The health care system studied is the sole pediatric referral health care center for
two large Southern California counties and part of a third, as well as being the highest
volume autism services provider in the region. While it is estimated the EHR system
used captures 80% of pediatric patients in the area, there are patients who do not
seek treatment from the integrated delivery system provider or only part of their
treatment is captured in the EHR. In conducting cross-verification of the encounters
captured against a sample of 150 known ASD patients to verify the completeness of
data, it became clear that many of the patients obtain clinical care outside the integrated
delivery system because of limitations of insurance, additional school-based programs,
and other reasons. The limitation in ability to access and to combine data across
multiple platforms has also been noted in other studies in which the EHR data may
be less comprehensive than claimed if derived from only one of the clinical practices
from which a patient seeks care, unless the practice is part of an integrated delivery
system that is providing the patient with all of his or her ambulatory and inpatient
care [[20], [31], [32]].
This project demonstrates it was possible to leverage routine data entry by pediatric
care providers via the EHR within a diverse, regional referral pediatric healthcare
to construct a large clinical data set without the burden of manual data collection
in the clinical setting. Additionally, the data collected contained extensive health
care data to analyze utilization patterns and characterization of current medical
treatment practices within an ethnically and social-economically diverse population.

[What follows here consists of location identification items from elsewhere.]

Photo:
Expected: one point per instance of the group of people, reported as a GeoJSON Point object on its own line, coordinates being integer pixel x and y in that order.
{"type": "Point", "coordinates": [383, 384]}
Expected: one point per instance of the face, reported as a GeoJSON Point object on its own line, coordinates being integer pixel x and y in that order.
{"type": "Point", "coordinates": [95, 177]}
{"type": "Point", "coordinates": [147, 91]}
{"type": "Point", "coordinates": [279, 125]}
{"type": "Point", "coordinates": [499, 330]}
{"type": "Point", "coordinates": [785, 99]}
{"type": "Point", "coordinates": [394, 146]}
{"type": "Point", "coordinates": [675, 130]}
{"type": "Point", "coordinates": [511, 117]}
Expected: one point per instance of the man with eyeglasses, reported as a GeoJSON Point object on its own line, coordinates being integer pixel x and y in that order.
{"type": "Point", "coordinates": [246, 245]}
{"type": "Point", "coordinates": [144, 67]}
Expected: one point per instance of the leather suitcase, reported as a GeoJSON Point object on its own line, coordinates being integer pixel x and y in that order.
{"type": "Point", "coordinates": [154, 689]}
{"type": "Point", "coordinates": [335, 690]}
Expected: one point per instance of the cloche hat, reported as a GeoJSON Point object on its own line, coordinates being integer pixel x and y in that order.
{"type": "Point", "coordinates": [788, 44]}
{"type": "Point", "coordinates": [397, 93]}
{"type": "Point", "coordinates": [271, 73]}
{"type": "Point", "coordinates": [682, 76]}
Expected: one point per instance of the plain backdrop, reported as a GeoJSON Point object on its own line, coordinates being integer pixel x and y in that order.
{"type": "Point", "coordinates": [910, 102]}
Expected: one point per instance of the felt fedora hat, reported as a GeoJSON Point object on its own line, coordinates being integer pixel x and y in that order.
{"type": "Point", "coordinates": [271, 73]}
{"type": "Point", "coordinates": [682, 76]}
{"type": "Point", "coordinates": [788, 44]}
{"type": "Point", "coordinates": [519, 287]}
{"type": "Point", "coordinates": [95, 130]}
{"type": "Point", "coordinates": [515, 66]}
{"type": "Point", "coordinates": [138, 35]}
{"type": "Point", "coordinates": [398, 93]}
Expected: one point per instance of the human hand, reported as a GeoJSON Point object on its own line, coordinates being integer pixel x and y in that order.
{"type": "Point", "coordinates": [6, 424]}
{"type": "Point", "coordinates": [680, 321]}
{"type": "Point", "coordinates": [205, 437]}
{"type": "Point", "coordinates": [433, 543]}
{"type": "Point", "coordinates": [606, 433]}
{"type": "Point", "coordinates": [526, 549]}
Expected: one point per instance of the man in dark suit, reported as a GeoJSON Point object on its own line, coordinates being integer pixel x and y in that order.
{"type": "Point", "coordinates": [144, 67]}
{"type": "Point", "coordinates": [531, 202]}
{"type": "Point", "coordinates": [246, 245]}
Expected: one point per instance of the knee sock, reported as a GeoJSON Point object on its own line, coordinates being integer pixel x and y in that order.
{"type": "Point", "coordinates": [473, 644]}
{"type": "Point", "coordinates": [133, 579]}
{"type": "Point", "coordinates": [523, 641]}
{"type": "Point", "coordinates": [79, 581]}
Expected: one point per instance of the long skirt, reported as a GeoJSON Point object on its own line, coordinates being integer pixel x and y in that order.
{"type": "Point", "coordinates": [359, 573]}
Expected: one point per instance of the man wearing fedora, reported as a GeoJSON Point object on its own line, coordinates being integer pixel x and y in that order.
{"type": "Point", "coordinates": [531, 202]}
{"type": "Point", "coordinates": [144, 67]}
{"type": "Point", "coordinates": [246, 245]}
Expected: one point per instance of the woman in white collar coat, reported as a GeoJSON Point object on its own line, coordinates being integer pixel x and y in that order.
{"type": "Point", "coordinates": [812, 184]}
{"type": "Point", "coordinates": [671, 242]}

This particular study population will allow for better understanding of potential
subgroups in what is known to be a heterogeneous condition. The volume and validity
of data suggest it is possible to use the EHR data to address relevant CER questions
in a timely manner, thereby avoiding the expense, extended follow-up period, and potential
reluctance of patients and their families to be randomized, which are associated with
a RCT.
6. Conclusion
This study examined the availability and utility of detailed clinical and administrative
data contained in the EHR system. Its methodology recognizes the interrelatedness
of child health domains, and, most importantly, address the paucity of available data
sources related to the medical treatment of ASD patients. Extracted data from the
EHR system is potentially rich resource for conducting comparative effectiveness research
and epidemiologic surveillance, including longitudinal analyses, of medical utilization
among children with ASD, as well as potential changes in clinical practices patterns
among ASD patients. It is important to employ a variety of data extraction methods
to capture patients who enter the EHR through different clinical workflows.
Multiple Choice Questions
Multiple Choice Questions
Using which of the following data extractions was most likely to identify an autism
spectrum disorder patient?
-
Chief complaint during Emergency Department visit
-
Clinician assigned during ambulatory visit
-
Abstracted by health information management for an encounter
-
Recorded on the patient problem list
The correct answer is C. Autism Spectrum Disorder patients were most frequently identified
with an HIM abstracted code from an encounter (82.6%) and least likely to be identified
by a chief complaint during an ED visit (45.8%).
Clinical Relevance Statement
There are few available data sources related to the medical treatment of autism spectrum
disorder patients. Electronic health record offer detailed clinical and administrative
data with the potential for use in comparative effectiveness research. This study
evaluates the extracted EHR data and demonstrates that a variety of extraction methods
are needed to capture a robust profile of ASD clinical data.